A few years ago in a city which shall be nameless, two women looked into the windows of a piano-store. In one, was an ancient instrument marked "1796"; in the other, a beautiful modern piano labeled "1896." "Why," said one of the gazers to her companion, indicating the latter, "I'd a good deal rather pay the difference for this one, wouldn't you?"

This is no wild invention of fiction, but a bald fact. So strong had the ruling passion become in that feminine heart.

Upon a friend of mine, the bargain habit has taken so powerful a hold that almost any sort of a bargain appeals to her. She is the owner of a fine parrot, yet not long ago she bought another, which had cost fifteen dollars, but was offered to her for ten.
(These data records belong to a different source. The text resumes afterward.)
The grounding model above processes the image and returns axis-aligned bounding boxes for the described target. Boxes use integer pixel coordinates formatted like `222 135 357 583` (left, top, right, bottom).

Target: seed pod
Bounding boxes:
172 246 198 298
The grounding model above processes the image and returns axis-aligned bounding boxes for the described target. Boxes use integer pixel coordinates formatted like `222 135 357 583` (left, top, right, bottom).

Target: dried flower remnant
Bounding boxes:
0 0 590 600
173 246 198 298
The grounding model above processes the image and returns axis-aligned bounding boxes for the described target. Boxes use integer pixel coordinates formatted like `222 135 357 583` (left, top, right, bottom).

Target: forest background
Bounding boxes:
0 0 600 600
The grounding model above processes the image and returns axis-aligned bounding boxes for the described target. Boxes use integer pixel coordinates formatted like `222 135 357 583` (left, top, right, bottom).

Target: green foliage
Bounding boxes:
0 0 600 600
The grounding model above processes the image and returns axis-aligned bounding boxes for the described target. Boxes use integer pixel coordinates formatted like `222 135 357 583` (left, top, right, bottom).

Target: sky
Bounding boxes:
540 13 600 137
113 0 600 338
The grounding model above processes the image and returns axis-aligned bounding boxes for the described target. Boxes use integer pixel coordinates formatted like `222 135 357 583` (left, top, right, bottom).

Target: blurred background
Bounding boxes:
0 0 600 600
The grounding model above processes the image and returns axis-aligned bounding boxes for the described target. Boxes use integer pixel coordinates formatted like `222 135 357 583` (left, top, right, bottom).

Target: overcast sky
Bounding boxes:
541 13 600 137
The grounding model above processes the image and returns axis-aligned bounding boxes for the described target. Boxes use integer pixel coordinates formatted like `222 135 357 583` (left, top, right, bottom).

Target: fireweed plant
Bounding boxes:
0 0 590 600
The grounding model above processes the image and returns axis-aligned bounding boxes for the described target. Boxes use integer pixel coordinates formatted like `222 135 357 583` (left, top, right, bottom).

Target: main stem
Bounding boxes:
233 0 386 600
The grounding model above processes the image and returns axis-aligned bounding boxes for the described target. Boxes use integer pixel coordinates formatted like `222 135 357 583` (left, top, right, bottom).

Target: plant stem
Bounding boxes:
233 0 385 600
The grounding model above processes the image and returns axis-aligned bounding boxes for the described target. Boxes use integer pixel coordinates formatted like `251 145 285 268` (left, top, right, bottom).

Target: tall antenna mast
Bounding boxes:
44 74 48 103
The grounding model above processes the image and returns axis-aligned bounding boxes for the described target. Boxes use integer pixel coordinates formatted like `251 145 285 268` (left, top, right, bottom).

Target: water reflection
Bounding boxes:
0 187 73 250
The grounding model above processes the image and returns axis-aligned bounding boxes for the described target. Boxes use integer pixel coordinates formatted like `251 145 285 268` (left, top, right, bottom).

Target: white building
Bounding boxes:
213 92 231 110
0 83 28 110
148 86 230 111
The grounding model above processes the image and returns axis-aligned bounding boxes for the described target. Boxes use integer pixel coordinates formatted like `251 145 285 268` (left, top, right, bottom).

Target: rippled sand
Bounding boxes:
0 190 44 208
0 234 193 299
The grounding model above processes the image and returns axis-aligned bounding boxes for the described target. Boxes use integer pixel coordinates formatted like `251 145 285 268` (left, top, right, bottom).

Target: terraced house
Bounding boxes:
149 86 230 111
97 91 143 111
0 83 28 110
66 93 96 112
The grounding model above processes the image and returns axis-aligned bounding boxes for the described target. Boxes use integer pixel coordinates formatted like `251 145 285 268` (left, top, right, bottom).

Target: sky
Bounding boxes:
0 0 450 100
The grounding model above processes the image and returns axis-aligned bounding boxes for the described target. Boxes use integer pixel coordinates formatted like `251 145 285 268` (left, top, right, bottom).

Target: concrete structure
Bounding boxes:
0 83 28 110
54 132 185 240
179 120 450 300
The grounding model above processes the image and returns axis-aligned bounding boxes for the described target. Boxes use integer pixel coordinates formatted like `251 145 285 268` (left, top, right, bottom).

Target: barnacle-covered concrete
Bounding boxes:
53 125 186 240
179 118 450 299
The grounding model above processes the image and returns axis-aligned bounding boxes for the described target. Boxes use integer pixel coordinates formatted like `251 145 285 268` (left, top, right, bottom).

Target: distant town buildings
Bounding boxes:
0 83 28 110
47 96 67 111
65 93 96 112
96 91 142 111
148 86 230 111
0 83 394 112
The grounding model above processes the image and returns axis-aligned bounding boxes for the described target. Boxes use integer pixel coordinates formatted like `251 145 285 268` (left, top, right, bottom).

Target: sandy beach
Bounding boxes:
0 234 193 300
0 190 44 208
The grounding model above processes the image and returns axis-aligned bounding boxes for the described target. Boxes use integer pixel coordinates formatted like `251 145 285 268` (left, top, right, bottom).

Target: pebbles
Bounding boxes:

Its feathers were bedraggled and grimy, for it had followed its mistress about like a dog; it proved to be so cross that at first it had to be fed from the end of a stick; and though represented as a brilliant talker, its discourse was found to be limited to "Wow!" and "Rah! Rah!"—but it was a bargain.

To be sure, she didn't really need two parrots, but had she not saved five dollars on this one?

The most elusive kind of bargain is that set forth in alluring advertisements as a small lot, perhaps three, four, or two dozen articles of a kind, offered at a price unprecedentedly low.

When you reach the store, you are generally told that they—whatever they may be—are all gone. The other woman so often arrives earlier than you, apparently, that finally you come to doubt their existence.

Once in a while, if you are eminent among your fellows by some gift of nature, as is an acquaintance of mine, you may chase down one of these will-o'-the-wisps.

He—yes, it is he, for what woman would own to a number ten foot even for the sake of a bargain?—saw a fire sale advertised, with men's shoes offered at a dollar a pair. He went to the store. Sure enough, a fire had occurred somewhere, but not there. It was sufficiently near, however, for a fire sale.

A solitary box was brought out, whose edges were scorched, as by a match passed over them; within was a pair of number ten shoes. Number tens alone, whether one pair or more, I wot not, represented their gigantic fire sale. And I can not say how many men had come only to be confronted with tens, before this masculine Cinderella triumphantly filled their capacious maws with his number ten feet, and gleefully carried off what may have been the only bargain in the shop.